Batch processing is a common solution to improve database performance by inserting or updating massive data in bulk. However, there are some hiccups you might run into. Let's walk through an example to discover the issues. Suppose we have a simple table named Account with column name and age. Followings are the SQL script (MySQL), Hibernate bean, and batch insert codes.

Account.sql
CREATE TABLE `Account` (
  `id` int(20) NOT NULL auto_increment,
  `name` varchar(20) NOT NULL,
  `age` int(11) NOT NULL,
  PRIMARY KEY  (`id`)
) ENGINE=InnoDB DEFAULT CHARSET=latin1;

Account.java
@Entity
@Table(name="Account")
public class Account implements Serializable {
 
  private static final long serialVersionUID = 6954737637154168665L;
 
  private long id;
  private String name;
  private int age;
 
  @Id @GeneratedValue(strategy=GenerationType.IDENTITY)
  public long getId() {
    return id;
  }

  public void setId(long id) {
    this.id = id;
  }

  @Basic
  @Column(name="name", nullable=false, length=20)
  public String getName() {
    return name;
  }

  public void setName(String name) {
    this.name = name;
  }
 
  @Basic
  @Column(name="age", nullable=false)
  public int getAge() {
    return age;
  }

  public void setAge(int age) {
    this.age = age;
  }
 
}

Test.java
Transaction tx = session.beginTransaction();
        
for(int i=0; i < accounts.size(); i++) {
  Account account = accounts.get(i);
  session.save(account);

  if(i % 50 == 0) {
    session.flush();
    session.clear();
  }
}
tx.commit();

First thing to notice is you will need to flush and clear the data every N (50 here) records as Hibernate caches newly inserted records in session-level cache. Otherwise, you will see OutOfMemoryException somewhere if you have a large amount of records.

Secondly, it's essential to configure hibernate.jdbc.batch_size to achieve optimal performance. The value should be the same with N. You could play with different values to find the best one for your application. In addition, the second-level cache needs to be disabled either in the configuration or through CacheMode programmingly.

But wait... Why didn't I see performance improvement??

The problem is Hibernate explicitly says:
Hibernate disables insert batching at the JDBC level transparently if you use an identity identifier generator.

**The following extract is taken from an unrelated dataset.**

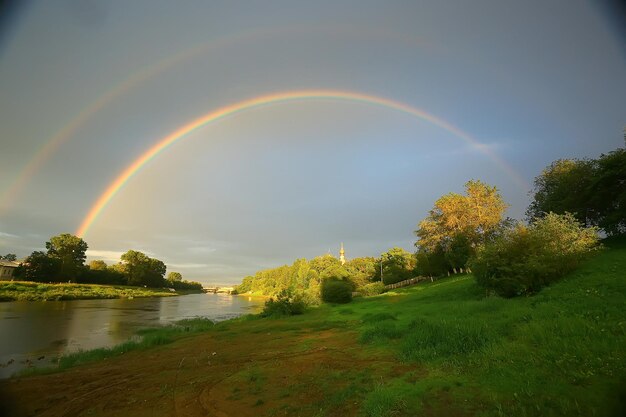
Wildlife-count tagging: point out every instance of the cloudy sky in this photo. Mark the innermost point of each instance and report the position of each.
(496, 90)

As a result, we have to use alternative identity generator. I am going to show you how to use MultipleHiLoPerTableGenerator due to efficiency of the HiLo algorithm for identity generation. Here are the updated annotation in Account.java as well as the new table to store the sequence's next hi value.

@GenericGenerator(name="AccountIdGenerator", strategy="org.hibernate.id.MultipleHiLoPerTableGenerator",
  parameters = {
    @Parameter(name="table", value="IdentityGenerator"),
    @Parameter(name="primary_key_column", value="sequence_name"),
    @Parameter(name="primary_key_value", value="Account"),
    @Parameter(name="value_column", value="next_hi_value"),
    @Parameter(name="primary_key_length", value="100"),
    @Parameter(name="max_lo", value="1000")
  }
)
@Id @GeneratedValue(strategy=GenerationType.TABLE, generator="AccountIdGenerator")

CREATE TABLE `IdentityGenerator` (
  `id` int(11) NOT NULL auto_increment,
  `sequence_name` varchar(100) NOT NULL,
  `next_hi_value` int(11) NOT NULL,
  PRIMARY KEY  (`id`)
) ENGINE= InnoDB DEFAULT CHARSET=latin1;

Yes.. I know.. The performance still sucks.

The reason is because MySQL does not support batch form of prepare statement parameter bindings. Fortunately, we could turn on rewriteBatchedStatements so that it will rewrite them to the form as "INSERT INTO Account VALUES (...), (...), (...)".

<property name="hibernate.connection.url">
  jdbc:mysql://127.0.0.1/sheng?rewriteBatchedStatements=true
</property>

Congratulations, you are all set! You will see great performance gain with the same test set you run.